Metabolife and Michael Ellis were charged with six counts of making "fictitious and fraudulent representations" to the FDA and two counts of "corruptly endeavoring to influence, obstruct and impede proceedings" concerning the regulation of dietary supplements containing ephedra being carried out by the FDA.
Until the sale of ephedra was banned last year, Metabolife's reputation as one of the largest retailers of dietary supplements in the US was based largely on sales of its ephedra-based product Metabolife 356.
Metabolife and Ellis are charged with claiming that that the company had never received notice about consumers suffering serious adverse health effects after taking its product and that the company had a "claims-free history", in letters to the FDA in 1999.

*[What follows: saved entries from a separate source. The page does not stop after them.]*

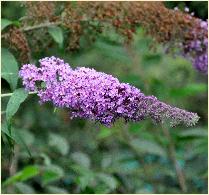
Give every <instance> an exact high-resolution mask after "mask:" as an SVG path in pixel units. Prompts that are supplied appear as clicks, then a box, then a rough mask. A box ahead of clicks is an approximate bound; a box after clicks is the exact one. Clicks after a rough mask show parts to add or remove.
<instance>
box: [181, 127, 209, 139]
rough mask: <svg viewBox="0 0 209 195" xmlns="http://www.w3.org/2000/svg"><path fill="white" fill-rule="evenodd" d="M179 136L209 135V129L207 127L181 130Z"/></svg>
mask: <svg viewBox="0 0 209 195" xmlns="http://www.w3.org/2000/svg"><path fill="white" fill-rule="evenodd" d="M178 136H180V137H207V136H208V131H207V130H206V129H199V128H195V129H188V130H184V131H181V132H180V133H179V134H178Z"/></svg>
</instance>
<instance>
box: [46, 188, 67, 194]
mask: <svg viewBox="0 0 209 195" xmlns="http://www.w3.org/2000/svg"><path fill="white" fill-rule="evenodd" d="M46 190H47V193H50V194H68V191H67V190H65V189H63V188H58V187H55V186H47V187H46Z"/></svg>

"We will pursue to the full extent of the law those who would seek to mislead consumers by providing false information or impeding investigations of risky products," said acting FDA Commissioner Dr. Lester Crawford.
Metabolife said it no longer sells ephedra-based products and instead sells a range of non-ephedra dietary supplements that are safe and effective when taken as directed.
The defendants are expected back in court on 7 September.
The ban on ephedra was the first carried out by the FDA under powers declared in the 1994 Dietary Supplement Health and Education Act (DSHEA), proving that the much criticized regulation could be used to protect consumers.
Last month, a Crosby woman who suffered brain damage in a stroke after taking ephedra received a $7.4 million jury award. A Southeast Texas jury awarded Rhea McAllister $2.4 million for damage caused by Metabolife's supplement and $5 million in punitive damages.